Em Cyclone, lançado no Festival do Rio, dirigido por Flavia Castro, Dasy ganha o protagonismo em uma trama ficcionalizada, inspirada nos livros O Perfeito Cozinheiro das Almas Deste Mundo, um diário coletivo de artistas organizado por Oswald de Andrade, e Neve na Manhã de São Paulo, de José Roberto Walker, romance que retrata a relação amorosa entre Ciclone e Oswald.
Produtora do longa, a atriz Luiza Mariani assume também o papel de protagonista. Na trama, Dayse se divide entre um trabalho em uma gráfica e a coxia do Teatro Municipal, onde trabalha e mantém um romance com o diretor Heitor Gamba (Eduardo Moscovis) — papel livremente inspirado em Oswald. Ela tenta uma bolsa de estudos em Paris enquanto enfrenta a dureza de ser uma mulher no início do século XX. Uma gravidez inesperada, porém, interfere em todo o seu planejamento de vida.

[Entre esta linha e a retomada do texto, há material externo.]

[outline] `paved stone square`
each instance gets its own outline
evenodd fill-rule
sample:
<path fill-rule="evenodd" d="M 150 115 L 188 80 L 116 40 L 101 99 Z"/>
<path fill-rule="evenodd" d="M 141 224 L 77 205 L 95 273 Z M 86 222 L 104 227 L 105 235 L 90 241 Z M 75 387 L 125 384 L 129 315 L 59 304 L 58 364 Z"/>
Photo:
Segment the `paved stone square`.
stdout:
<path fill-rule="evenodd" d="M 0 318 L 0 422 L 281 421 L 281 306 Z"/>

Apesar de ser um filme de época, a produção se relaciona com dilemas atuais: direitos reprodutivos, independência financeira feminina e aceitação no meio artístico são temas que saltam no roteiro. Tudo fica ainda mais atual com a belíssima ambientação de cores fortes e traços estilísticos pós-punk. Como o título, o filme Cyclone é intenso, belo e devastador — uma homenagem que faz jus à sua musa inspiradora antes esquecida. Cyclone integra também a programação da Mostra de SP e estreia nos cinemas em 27 de novembro.